Chung D W, Zhang J A, Tan C K, Davie E W, So A G, Downey K M
Department of Biochemistry, University of Washington, Seattle 98195.
Proc Natl Acad Sci U S A. 1991 Dec 15;88(24):11197-201. doi: 10.1073/pnas.88.24.11197.
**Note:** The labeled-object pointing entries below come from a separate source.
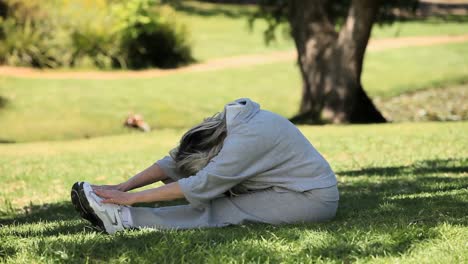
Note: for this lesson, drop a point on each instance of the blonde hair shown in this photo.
(200, 144)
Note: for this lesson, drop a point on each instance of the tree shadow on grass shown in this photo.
(402, 204)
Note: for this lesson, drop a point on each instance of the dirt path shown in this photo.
(223, 63)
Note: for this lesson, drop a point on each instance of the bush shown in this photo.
(100, 33)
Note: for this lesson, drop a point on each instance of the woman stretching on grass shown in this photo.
(241, 165)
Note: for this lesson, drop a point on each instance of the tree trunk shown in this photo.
(331, 63)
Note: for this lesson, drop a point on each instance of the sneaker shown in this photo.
(108, 215)
(79, 202)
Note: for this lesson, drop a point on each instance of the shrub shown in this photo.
(99, 33)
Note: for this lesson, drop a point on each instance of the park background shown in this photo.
(403, 183)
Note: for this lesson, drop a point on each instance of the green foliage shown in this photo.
(88, 108)
(104, 33)
(403, 199)
(276, 12)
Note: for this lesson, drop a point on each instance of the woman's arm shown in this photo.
(150, 175)
(167, 192)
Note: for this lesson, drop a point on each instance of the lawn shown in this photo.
(220, 30)
(62, 109)
(404, 190)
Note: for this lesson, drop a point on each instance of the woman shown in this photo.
(242, 165)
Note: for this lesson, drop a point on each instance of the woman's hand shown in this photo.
(116, 197)
(118, 187)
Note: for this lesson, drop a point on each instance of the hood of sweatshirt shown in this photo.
(240, 110)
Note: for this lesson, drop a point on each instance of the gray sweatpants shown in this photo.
(266, 206)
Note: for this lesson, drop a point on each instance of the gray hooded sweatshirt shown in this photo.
(261, 150)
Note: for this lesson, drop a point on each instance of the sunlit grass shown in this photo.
(39, 109)
(404, 189)
(222, 30)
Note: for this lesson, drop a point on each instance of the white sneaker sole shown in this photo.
(112, 223)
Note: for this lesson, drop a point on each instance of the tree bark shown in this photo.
(331, 62)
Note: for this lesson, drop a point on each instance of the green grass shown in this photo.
(220, 30)
(404, 190)
(40, 109)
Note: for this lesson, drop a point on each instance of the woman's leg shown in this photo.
(267, 206)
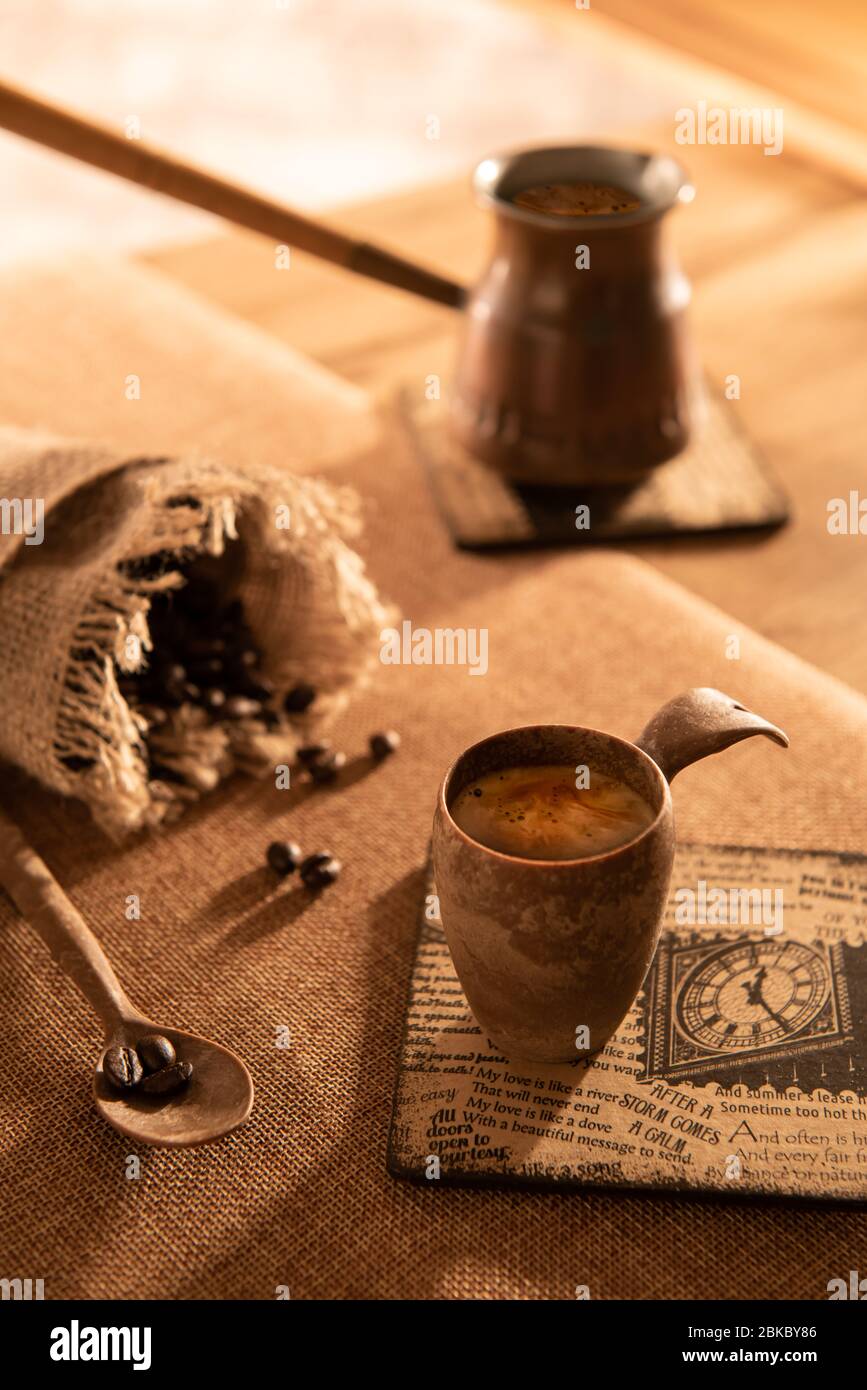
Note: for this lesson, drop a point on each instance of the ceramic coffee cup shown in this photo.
(545, 948)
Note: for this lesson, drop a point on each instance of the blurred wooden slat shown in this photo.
(814, 54)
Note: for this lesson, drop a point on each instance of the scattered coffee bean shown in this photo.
(168, 1079)
(284, 856)
(299, 698)
(313, 752)
(122, 1068)
(321, 869)
(325, 769)
(156, 1051)
(238, 706)
(384, 744)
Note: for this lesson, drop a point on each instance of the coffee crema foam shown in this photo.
(538, 812)
(577, 199)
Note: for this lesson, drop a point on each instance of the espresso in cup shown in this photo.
(577, 199)
(545, 812)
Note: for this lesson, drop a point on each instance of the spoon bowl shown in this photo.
(217, 1098)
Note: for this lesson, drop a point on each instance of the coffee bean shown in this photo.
(238, 706)
(321, 869)
(313, 752)
(206, 648)
(299, 698)
(325, 769)
(260, 688)
(284, 856)
(384, 744)
(168, 1079)
(122, 1068)
(156, 1052)
(206, 670)
(172, 673)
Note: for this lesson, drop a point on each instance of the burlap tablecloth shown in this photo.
(300, 1196)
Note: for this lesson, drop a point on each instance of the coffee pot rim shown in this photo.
(657, 178)
(664, 809)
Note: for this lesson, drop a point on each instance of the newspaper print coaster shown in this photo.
(741, 1068)
(717, 484)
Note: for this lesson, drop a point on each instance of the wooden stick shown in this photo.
(43, 904)
(143, 164)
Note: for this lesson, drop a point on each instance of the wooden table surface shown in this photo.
(777, 253)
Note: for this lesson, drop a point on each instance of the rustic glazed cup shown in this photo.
(577, 375)
(545, 947)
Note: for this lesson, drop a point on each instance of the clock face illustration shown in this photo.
(755, 1009)
(752, 994)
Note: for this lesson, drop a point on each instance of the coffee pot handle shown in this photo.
(698, 723)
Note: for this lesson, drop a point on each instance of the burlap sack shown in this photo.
(74, 615)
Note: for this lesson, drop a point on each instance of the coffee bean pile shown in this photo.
(150, 1066)
(206, 701)
(323, 765)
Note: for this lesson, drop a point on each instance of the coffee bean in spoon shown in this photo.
(284, 856)
(122, 1066)
(156, 1051)
(320, 869)
(384, 744)
(168, 1079)
(313, 754)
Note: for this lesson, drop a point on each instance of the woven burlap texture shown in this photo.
(72, 616)
(300, 1196)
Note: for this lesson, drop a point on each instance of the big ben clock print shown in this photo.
(753, 1009)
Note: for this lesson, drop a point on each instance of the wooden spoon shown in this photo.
(218, 1096)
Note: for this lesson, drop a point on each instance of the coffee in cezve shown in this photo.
(577, 199)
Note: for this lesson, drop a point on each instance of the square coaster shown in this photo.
(717, 484)
(741, 1066)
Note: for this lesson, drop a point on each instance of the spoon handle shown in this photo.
(42, 901)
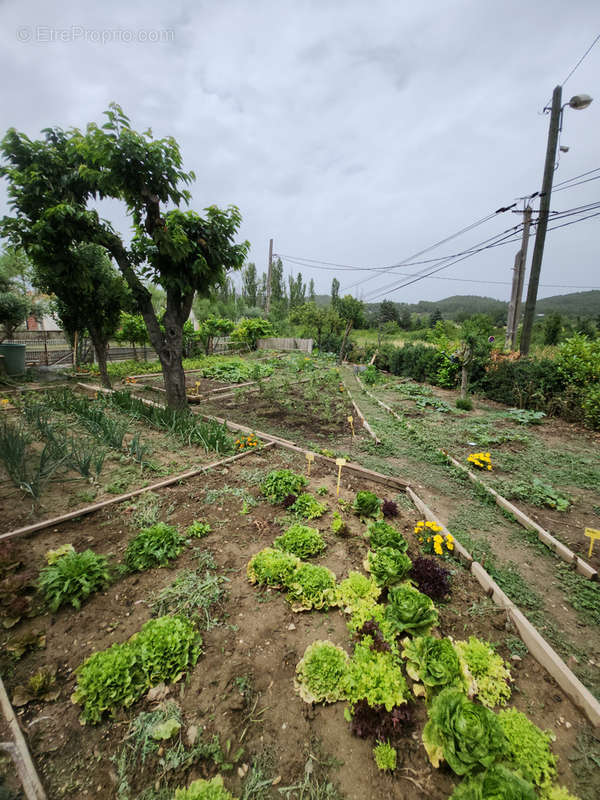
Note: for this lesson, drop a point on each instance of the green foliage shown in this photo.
(72, 578)
(466, 735)
(300, 540)
(281, 483)
(375, 676)
(409, 611)
(496, 783)
(529, 751)
(388, 566)
(321, 673)
(367, 504)
(271, 567)
(153, 547)
(385, 756)
(117, 677)
(489, 670)
(198, 529)
(249, 331)
(311, 586)
(433, 664)
(382, 534)
(201, 789)
(308, 507)
(354, 589)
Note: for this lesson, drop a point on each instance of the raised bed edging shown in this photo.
(539, 648)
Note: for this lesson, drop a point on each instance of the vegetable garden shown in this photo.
(250, 633)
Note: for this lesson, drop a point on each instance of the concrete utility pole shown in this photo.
(270, 265)
(540, 236)
(514, 309)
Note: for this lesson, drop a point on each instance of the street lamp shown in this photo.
(577, 102)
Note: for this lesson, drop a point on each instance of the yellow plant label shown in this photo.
(593, 535)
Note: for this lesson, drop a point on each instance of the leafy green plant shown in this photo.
(385, 756)
(201, 789)
(198, 530)
(311, 586)
(300, 540)
(117, 677)
(308, 507)
(281, 483)
(374, 676)
(387, 565)
(153, 547)
(321, 673)
(488, 669)
(366, 504)
(72, 578)
(272, 567)
(529, 751)
(382, 534)
(433, 664)
(410, 611)
(466, 735)
(354, 589)
(496, 783)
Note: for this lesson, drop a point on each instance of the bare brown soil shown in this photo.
(260, 641)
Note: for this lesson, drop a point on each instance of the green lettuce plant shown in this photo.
(465, 734)
(382, 534)
(409, 611)
(201, 789)
(117, 677)
(354, 589)
(321, 673)
(385, 756)
(374, 676)
(311, 586)
(308, 507)
(489, 670)
(433, 664)
(529, 751)
(387, 566)
(72, 578)
(271, 567)
(367, 504)
(300, 540)
(496, 783)
(281, 483)
(153, 547)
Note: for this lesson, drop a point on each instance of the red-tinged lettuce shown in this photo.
(434, 664)
(409, 611)
(387, 565)
(496, 783)
(466, 735)
(430, 577)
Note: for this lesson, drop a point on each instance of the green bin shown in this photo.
(14, 358)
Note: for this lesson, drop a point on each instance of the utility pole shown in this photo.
(514, 309)
(540, 236)
(270, 265)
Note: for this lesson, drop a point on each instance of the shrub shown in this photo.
(117, 677)
(280, 483)
(308, 507)
(72, 578)
(321, 673)
(300, 540)
(366, 504)
(272, 567)
(466, 735)
(153, 547)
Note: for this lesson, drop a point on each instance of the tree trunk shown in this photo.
(100, 346)
(346, 333)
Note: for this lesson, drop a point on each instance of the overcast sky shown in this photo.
(351, 132)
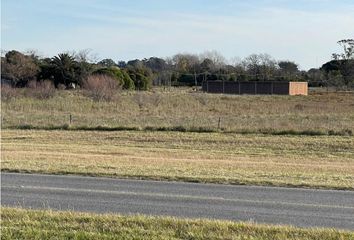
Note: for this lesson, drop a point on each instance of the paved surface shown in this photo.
(300, 207)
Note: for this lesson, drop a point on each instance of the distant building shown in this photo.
(256, 88)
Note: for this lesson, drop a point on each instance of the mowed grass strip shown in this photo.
(298, 161)
(332, 112)
(39, 224)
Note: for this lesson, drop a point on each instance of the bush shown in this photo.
(41, 90)
(8, 92)
(101, 87)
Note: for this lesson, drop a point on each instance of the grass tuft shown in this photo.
(47, 224)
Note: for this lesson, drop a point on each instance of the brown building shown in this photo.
(256, 88)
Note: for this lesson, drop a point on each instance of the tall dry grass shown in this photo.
(101, 87)
(187, 109)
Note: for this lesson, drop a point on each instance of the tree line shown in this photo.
(69, 70)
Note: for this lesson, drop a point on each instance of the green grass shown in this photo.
(35, 224)
(182, 109)
(228, 158)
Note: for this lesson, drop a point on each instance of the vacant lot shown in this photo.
(321, 112)
(310, 161)
(31, 224)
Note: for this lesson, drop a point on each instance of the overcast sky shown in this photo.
(304, 31)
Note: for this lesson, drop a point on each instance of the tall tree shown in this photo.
(65, 69)
(18, 68)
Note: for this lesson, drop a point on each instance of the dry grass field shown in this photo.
(301, 161)
(34, 224)
(318, 112)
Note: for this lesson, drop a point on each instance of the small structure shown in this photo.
(256, 88)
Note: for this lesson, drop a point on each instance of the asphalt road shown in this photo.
(299, 207)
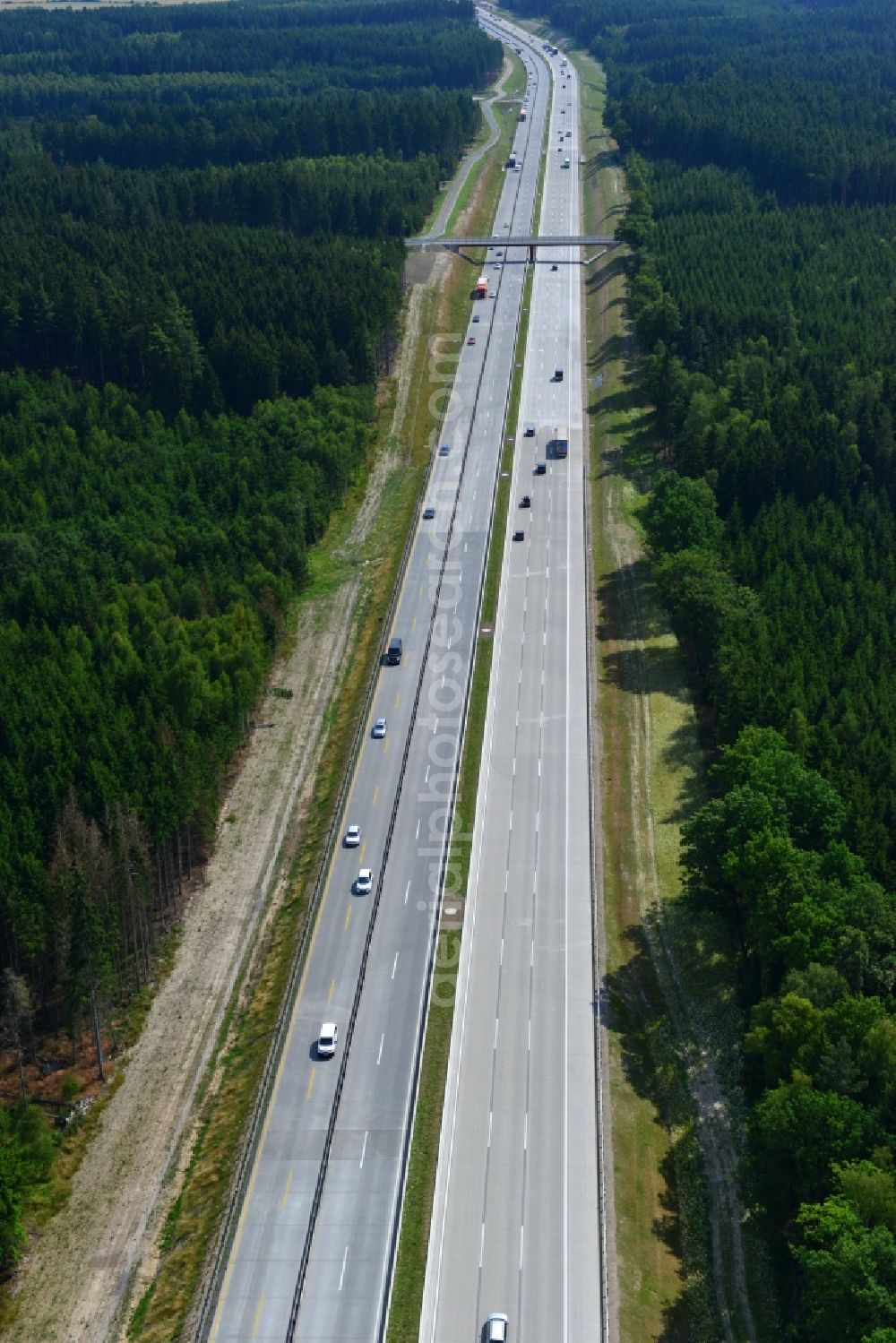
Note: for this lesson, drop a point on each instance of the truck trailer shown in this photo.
(554, 441)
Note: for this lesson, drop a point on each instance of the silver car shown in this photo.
(365, 882)
(327, 1039)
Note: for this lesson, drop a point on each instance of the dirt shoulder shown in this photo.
(72, 1287)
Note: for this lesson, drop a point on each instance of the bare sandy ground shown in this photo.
(74, 1283)
(99, 1252)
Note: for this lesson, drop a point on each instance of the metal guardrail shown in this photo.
(418, 1053)
(250, 1147)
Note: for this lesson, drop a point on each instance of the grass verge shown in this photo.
(410, 1270)
(651, 779)
(228, 1106)
(195, 1214)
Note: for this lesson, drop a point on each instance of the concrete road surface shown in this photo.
(516, 1222)
(400, 798)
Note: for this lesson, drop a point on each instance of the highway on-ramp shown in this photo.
(312, 1249)
(516, 1225)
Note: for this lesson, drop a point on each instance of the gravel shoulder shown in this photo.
(75, 1281)
(99, 1252)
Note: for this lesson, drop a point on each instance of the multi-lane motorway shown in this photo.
(516, 1225)
(312, 1249)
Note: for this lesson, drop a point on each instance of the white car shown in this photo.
(365, 882)
(327, 1039)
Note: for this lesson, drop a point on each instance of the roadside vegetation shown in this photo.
(761, 220)
(194, 203)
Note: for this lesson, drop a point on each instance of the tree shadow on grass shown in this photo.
(611, 268)
(632, 1012)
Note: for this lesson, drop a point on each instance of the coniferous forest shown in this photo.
(202, 212)
(761, 145)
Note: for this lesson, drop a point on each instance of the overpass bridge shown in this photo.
(528, 241)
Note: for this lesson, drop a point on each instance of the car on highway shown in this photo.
(327, 1039)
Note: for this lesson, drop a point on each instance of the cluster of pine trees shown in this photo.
(202, 212)
(762, 175)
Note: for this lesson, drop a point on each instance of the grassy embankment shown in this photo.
(410, 1272)
(201, 1201)
(650, 780)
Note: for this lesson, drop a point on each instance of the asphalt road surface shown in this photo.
(400, 796)
(516, 1224)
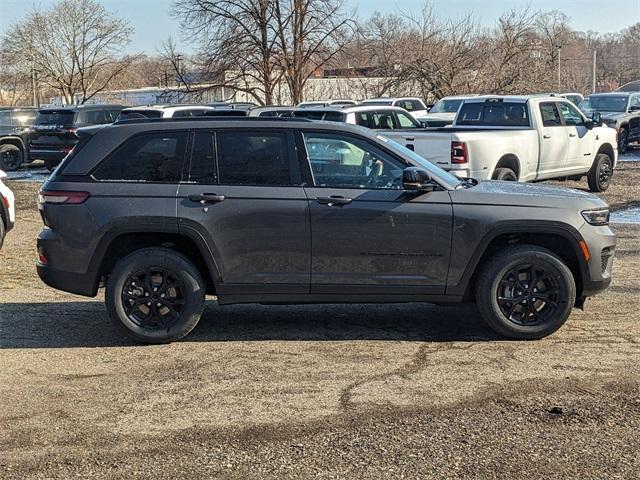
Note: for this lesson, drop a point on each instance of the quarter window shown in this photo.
(345, 162)
(550, 115)
(253, 158)
(152, 157)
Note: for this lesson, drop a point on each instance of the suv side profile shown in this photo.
(14, 132)
(288, 211)
(53, 134)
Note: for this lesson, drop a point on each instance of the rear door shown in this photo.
(554, 140)
(243, 199)
(368, 234)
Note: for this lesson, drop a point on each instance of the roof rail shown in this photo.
(211, 118)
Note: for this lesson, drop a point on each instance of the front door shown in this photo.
(243, 197)
(554, 141)
(368, 234)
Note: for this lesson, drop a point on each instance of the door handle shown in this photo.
(334, 200)
(206, 198)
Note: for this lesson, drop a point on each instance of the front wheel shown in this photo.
(525, 292)
(155, 295)
(599, 177)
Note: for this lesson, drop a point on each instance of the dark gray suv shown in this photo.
(275, 211)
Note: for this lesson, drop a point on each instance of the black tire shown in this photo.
(599, 177)
(180, 291)
(623, 140)
(507, 275)
(10, 157)
(505, 174)
(51, 164)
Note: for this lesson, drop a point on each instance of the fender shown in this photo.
(516, 227)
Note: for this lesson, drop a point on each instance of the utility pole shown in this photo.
(593, 78)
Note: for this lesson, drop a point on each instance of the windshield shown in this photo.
(446, 106)
(604, 104)
(55, 117)
(447, 178)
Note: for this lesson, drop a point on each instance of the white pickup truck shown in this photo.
(523, 138)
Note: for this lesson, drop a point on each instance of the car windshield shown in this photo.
(55, 117)
(446, 106)
(448, 178)
(608, 103)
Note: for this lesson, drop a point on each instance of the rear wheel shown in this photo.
(525, 292)
(599, 177)
(155, 295)
(10, 157)
(505, 174)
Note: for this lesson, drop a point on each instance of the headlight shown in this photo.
(596, 217)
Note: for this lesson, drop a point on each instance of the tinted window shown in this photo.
(570, 114)
(203, 166)
(252, 158)
(550, 115)
(55, 117)
(501, 114)
(152, 157)
(344, 162)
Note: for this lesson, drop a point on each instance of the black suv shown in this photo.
(276, 211)
(14, 131)
(53, 134)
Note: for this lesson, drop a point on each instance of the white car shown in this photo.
(165, 111)
(523, 138)
(7, 208)
(414, 105)
(444, 111)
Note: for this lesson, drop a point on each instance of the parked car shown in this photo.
(376, 117)
(53, 134)
(274, 211)
(619, 110)
(523, 138)
(444, 111)
(7, 208)
(326, 103)
(165, 111)
(415, 106)
(272, 111)
(14, 136)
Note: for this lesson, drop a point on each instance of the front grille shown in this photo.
(606, 259)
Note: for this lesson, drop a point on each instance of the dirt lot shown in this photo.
(413, 391)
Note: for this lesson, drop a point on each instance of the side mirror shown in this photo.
(416, 179)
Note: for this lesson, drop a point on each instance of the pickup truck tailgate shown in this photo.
(433, 145)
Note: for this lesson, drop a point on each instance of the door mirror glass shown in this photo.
(416, 179)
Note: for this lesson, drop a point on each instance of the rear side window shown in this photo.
(550, 115)
(252, 158)
(496, 114)
(151, 157)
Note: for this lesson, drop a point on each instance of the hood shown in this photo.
(493, 192)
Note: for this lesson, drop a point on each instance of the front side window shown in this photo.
(570, 115)
(253, 158)
(550, 115)
(340, 161)
(151, 157)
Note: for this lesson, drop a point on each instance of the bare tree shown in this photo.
(76, 46)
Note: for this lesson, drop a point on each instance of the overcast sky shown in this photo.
(153, 23)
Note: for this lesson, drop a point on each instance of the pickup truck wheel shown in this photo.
(623, 140)
(155, 295)
(10, 157)
(505, 174)
(525, 292)
(599, 177)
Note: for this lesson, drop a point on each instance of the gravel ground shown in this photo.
(346, 391)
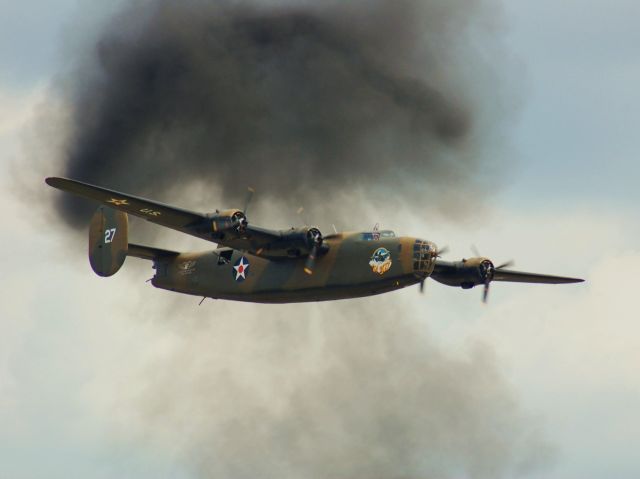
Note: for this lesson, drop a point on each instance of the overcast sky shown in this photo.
(80, 356)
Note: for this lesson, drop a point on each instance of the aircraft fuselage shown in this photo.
(354, 265)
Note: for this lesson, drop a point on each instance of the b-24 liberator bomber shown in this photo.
(275, 266)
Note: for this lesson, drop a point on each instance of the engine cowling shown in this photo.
(295, 243)
(234, 221)
(466, 273)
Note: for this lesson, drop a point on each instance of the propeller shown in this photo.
(314, 237)
(239, 220)
(487, 271)
(248, 198)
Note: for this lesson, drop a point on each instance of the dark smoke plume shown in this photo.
(298, 100)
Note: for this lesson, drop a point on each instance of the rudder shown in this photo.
(108, 241)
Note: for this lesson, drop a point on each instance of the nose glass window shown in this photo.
(422, 255)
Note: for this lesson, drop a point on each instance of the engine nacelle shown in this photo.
(295, 243)
(466, 273)
(228, 221)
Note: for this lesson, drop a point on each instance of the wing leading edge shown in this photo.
(185, 221)
(520, 277)
(159, 213)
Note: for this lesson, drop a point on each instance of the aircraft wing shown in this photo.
(175, 218)
(520, 277)
(190, 222)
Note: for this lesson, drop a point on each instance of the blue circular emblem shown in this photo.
(380, 261)
(241, 269)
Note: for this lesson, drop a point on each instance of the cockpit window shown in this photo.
(376, 235)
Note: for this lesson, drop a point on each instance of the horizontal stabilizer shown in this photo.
(519, 277)
(148, 252)
(156, 212)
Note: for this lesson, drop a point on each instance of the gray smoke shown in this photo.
(299, 100)
(352, 390)
(303, 101)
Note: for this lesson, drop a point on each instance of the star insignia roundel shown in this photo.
(241, 269)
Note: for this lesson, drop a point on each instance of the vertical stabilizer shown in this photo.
(108, 241)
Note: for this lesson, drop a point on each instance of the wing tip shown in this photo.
(54, 181)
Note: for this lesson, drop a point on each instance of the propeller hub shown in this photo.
(487, 270)
(240, 221)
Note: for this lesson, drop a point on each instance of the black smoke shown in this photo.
(298, 100)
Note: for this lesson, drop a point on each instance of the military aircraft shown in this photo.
(275, 266)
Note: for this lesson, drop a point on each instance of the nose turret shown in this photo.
(424, 256)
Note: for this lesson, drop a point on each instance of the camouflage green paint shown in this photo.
(343, 272)
(108, 241)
The catalytic subunit (Mr approximately 124,000) of human DNA polymerase delta has been cloned by PCR using poly(A)+ RNA from HepG2 cells and primers designed from the amino acid sequence of regions highly conserved between bovine and yeast DNA polymerase delta. The human cDNA was 3443 nucleotides in length and coded for a polypeptide of 1107 amino acids. The enzyme was 94% identical to bovine DNA polymerase delta and contained the numerous highly conserved regions previously observed in the bovine and yeast enzymes. The human enzyme also contained two putative zinc-finger domains in the carboxyl end of the molecule, as well as a putative nuclear localization signal at the amino-terminal end. The gene coding for human DNA polymerase delta was localized to chromosome 19.
利用从HepG2细胞中提取的聚腺苷酸加尾RNA(poly(A)+ RNA),通过聚合酶链式反应(PCR),并使用根据牛和酵母DNA聚合酶δ之间高度保守区域的氨基酸序列设计的引物,克隆出了人类DNA聚合酶δ的催化亚基(分子量约为124,000)。人类cDNA长度为3443个核苷酸,编码一个由1107个氨基酸组成的多肽。该酶与牛DNA聚合酶δ有94%的同源性,并且含有先前在牛和酵母酶中观察到的众多高度保守区域。人类酶在分子的羧基末端还含有两个假定的锌指结构域,以及在氨基末端的一个假定的核定位信号。编码人类DNA聚合酶δ的基因定位于19号染色体。